In order to avoid the traditional teaching model being too rigid, some scholars (Lin et al., 2020; Linn & Eylon, 2006; Luo & Chea, 2020; Schneider, 2012) believe that teachers may assist students in integrating the knowledge of science and other disciplines into their design thinking. The research of Linn and Eylon (2006) revealed that knowledge integration strengthened the breadth and depth of students’ thinking in exploring science-related issues. If learners can induce knowledge integration behavior when learning, it may be helpful for their learning. In addition, knowledge integration can reduce the fragmentation of learners’ knowledge, and form long-term comprehension by integrating knowledge to enhance learning performance (Schneider, 2012).
Since DBL is based on design thinking, learners need to use a variety of prerequisite skills to learn. In this process, learners not only purposefully use tools and materials to solve problems, but they also need to know what to do and what to think, and integrate ideas from different disciplines to create (Fortus et al., 2004, 2005).

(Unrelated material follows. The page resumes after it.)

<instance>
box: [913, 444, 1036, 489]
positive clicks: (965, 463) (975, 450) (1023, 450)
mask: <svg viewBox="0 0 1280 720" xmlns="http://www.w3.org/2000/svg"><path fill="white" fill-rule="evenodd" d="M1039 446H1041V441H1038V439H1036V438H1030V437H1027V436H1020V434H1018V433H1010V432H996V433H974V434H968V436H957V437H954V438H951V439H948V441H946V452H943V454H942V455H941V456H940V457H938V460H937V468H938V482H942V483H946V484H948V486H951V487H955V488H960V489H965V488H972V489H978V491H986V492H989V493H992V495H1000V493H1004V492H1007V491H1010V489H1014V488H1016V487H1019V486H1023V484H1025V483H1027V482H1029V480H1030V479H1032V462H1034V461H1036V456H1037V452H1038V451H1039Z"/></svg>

Therefore, learners may be guided in the knowledge integration to organize the knowledge learned in the classroom and daily life, think efficiently, and stimulate new ideas to solve problems (Xu et al., 2020). It can be seen that having the ability to integrate knowledge may improve the effectiveness of DBL learning.
Research hypotheses
Based on the above discussion, using a course designed with the DBL model and students’ knowledge integration may promote students’ web design skills. The purpose of this research was therefore to use the DBL course to explore its effect on students’ web design skills, and to explore the role of knowledge integration in the course. The hypotheses addressed in the study are as follows:
H1
The use of the DBL model results in a difference in students’ web design skills.
H2
There are differences in the learning effectiveness of students with different levels of knowledge integration in the DBL course.
H3
Different ability students have different perceptions of web design in the DBL course.